These days Lieff spends more time in the kitchen and co-ordinating food delivery than in the gym. She’s discovering the joys of baking with alternative ingredients. She found that coconut oil is a good substitute for butter – “It acts a lot like shortening. It makes things really fluffy and really light.”

She’s definitely encountering the challenges of alternative ingredients, too. “Brown rice flour, which I use scads of, can taste like sand in your mouth,” she says with a laugh. These are the kinds of product challenges everyone working to create niche bakery products likely faces, but a tasty product will emerge through trial and error.
She’s put vegan sweet potato blueberry muffins and almond butter cookies with apple butter thumbprints on her menu. She concocts a variety of gluten-free goodies, observing “there’s nothing out there in a ready-to-bake form that you can just throw in your oven [that’s gluten-free]. There are lots of gluten-free mixes and lots of gluten-free products but there’s not a lot of middle ground so that’s kind of my next project. It would be like a hypoallergenic Pillsbury.”

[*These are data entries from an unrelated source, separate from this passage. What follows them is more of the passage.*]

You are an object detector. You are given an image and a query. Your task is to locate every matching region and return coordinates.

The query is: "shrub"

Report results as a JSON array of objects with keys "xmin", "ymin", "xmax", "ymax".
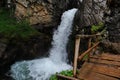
[
  {"xmin": 91, "ymin": 22, "xmax": 104, "ymax": 33},
  {"xmin": 0, "ymin": 8, "xmax": 39, "ymax": 39},
  {"xmin": 50, "ymin": 70, "xmax": 73, "ymax": 80}
]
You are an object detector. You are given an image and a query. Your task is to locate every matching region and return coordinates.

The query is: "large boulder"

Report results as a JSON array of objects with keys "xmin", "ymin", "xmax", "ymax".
[{"xmin": 106, "ymin": 0, "xmax": 120, "ymax": 43}]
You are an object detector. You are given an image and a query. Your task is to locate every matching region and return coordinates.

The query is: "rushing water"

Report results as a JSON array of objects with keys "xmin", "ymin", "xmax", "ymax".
[{"xmin": 11, "ymin": 9, "xmax": 77, "ymax": 80}]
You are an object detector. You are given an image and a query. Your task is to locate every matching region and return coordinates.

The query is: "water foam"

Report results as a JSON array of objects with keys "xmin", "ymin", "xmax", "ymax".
[{"xmin": 11, "ymin": 9, "xmax": 77, "ymax": 80}]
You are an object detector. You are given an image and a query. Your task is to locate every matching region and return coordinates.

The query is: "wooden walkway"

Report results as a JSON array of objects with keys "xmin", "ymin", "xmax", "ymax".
[
  {"xmin": 58, "ymin": 34, "xmax": 120, "ymax": 80},
  {"xmin": 77, "ymin": 53, "xmax": 120, "ymax": 80}
]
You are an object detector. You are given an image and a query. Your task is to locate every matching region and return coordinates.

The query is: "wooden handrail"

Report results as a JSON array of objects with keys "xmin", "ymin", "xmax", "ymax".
[
  {"xmin": 78, "ymin": 42, "xmax": 100, "ymax": 60},
  {"xmin": 76, "ymin": 34, "xmax": 101, "ymax": 38},
  {"xmin": 57, "ymin": 74, "xmax": 79, "ymax": 80}
]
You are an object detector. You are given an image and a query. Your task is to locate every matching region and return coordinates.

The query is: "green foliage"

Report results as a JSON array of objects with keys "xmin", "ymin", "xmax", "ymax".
[
  {"xmin": 91, "ymin": 22, "xmax": 104, "ymax": 33},
  {"xmin": 50, "ymin": 70, "xmax": 73, "ymax": 80},
  {"xmin": 0, "ymin": 9, "xmax": 39, "ymax": 39}
]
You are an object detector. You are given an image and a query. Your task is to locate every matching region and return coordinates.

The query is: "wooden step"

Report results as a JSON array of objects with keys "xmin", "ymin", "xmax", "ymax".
[
  {"xmin": 78, "ymin": 62, "xmax": 120, "ymax": 80},
  {"xmin": 89, "ymin": 58, "xmax": 120, "ymax": 68}
]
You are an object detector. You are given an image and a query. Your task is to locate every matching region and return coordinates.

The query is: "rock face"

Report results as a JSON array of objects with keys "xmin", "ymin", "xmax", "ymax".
[
  {"xmin": 75, "ymin": 0, "xmax": 107, "ymax": 30},
  {"xmin": 106, "ymin": 0, "xmax": 120, "ymax": 43},
  {"xmin": 15, "ymin": 0, "xmax": 78, "ymax": 27},
  {"xmin": 0, "ymin": 35, "xmax": 51, "ymax": 75}
]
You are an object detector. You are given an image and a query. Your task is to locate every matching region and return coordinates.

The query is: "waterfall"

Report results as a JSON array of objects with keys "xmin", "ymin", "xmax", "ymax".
[{"xmin": 11, "ymin": 9, "xmax": 77, "ymax": 80}]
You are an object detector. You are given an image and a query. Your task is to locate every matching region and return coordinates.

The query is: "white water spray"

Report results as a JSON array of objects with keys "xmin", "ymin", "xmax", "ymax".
[{"xmin": 11, "ymin": 9, "xmax": 77, "ymax": 80}]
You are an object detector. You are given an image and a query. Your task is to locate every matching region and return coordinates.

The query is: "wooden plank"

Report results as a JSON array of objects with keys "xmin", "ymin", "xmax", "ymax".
[
  {"xmin": 77, "ymin": 34, "xmax": 101, "ymax": 38},
  {"xmin": 90, "ymin": 53, "xmax": 120, "ymax": 62},
  {"xmin": 57, "ymin": 74, "xmax": 79, "ymax": 80},
  {"xmin": 78, "ymin": 72, "xmax": 119, "ymax": 80},
  {"xmin": 77, "ymin": 62, "xmax": 119, "ymax": 80},
  {"xmin": 89, "ymin": 58, "xmax": 120, "ymax": 67},
  {"xmin": 81, "ymin": 63, "xmax": 120, "ymax": 78},
  {"xmin": 78, "ymin": 42, "xmax": 100, "ymax": 60},
  {"xmin": 73, "ymin": 37, "xmax": 80, "ymax": 76}
]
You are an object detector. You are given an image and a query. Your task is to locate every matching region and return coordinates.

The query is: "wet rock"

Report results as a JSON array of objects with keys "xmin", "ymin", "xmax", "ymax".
[{"xmin": 15, "ymin": 0, "xmax": 78, "ymax": 27}]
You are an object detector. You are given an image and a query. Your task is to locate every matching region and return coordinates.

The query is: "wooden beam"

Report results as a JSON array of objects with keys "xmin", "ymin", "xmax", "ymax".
[
  {"xmin": 78, "ymin": 42, "xmax": 100, "ymax": 60},
  {"xmin": 57, "ymin": 74, "xmax": 79, "ymax": 80},
  {"xmin": 73, "ymin": 37, "xmax": 80, "ymax": 76}
]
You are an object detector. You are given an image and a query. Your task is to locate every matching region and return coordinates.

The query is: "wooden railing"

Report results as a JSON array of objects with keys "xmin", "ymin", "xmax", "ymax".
[{"xmin": 73, "ymin": 34, "xmax": 101, "ymax": 77}]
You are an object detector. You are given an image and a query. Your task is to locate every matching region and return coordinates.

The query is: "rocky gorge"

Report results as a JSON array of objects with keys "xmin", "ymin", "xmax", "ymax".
[{"xmin": 0, "ymin": 0, "xmax": 120, "ymax": 80}]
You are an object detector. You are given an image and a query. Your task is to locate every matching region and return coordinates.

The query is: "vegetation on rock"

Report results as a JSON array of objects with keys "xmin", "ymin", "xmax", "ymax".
[
  {"xmin": 91, "ymin": 22, "xmax": 104, "ymax": 33},
  {"xmin": 50, "ymin": 70, "xmax": 73, "ymax": 80},
  {"xmin": 0, "ymin": 9, "xmax": 39, "ymax": 39}
]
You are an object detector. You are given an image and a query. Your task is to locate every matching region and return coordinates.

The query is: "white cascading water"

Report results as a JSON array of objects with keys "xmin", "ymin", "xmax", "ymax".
[{"xmin": 11, "ymin": 9, "xmax": 77, "ymax": 80}]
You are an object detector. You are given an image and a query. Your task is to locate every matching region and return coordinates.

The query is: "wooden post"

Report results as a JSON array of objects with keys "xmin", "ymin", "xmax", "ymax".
[
  {"xmin": 88, "ymin": 38, "xmax": 92, "ymax": 48},
  {"xmin": 88, "ymin": 38, "xmax": 92, "ymax": 59},
  {"xmin": 73, "ymin": 36, "xmax": 80, "ymax": 77}
]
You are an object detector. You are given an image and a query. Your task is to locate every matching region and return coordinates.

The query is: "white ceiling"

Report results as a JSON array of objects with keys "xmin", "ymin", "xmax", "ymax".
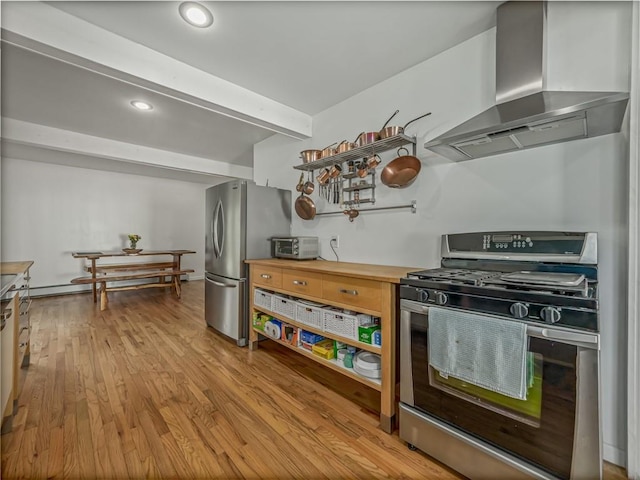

Lieff has been diligent in being true to her brand and monitoring her growth. She sources biodegradable packaging and sticks to locally sourced and/or organic foods. She finds most of her clients choose four-, six- or eight-week plans but notes she hasn’t been in business long enough to see how long people may or may not sustain. She is working on expanding her delivery zone outside of the GTA and wants to get into providing more meals and baked goods that are par baked so clients can pop them in when they’re ready to eat them. She did catering for the Interior Design show and has landed herself a gig as the official fitness and nutrition expert on 103.9 PROUD FM. 

Fit OrganiX is giving Lieff the opportunity to teach people appropriate portion sizes and proper nutrition. If food is the missing link in fitness, fitness is likewise the missing link in food, and Lieff’s business is helping people succesfully make connections.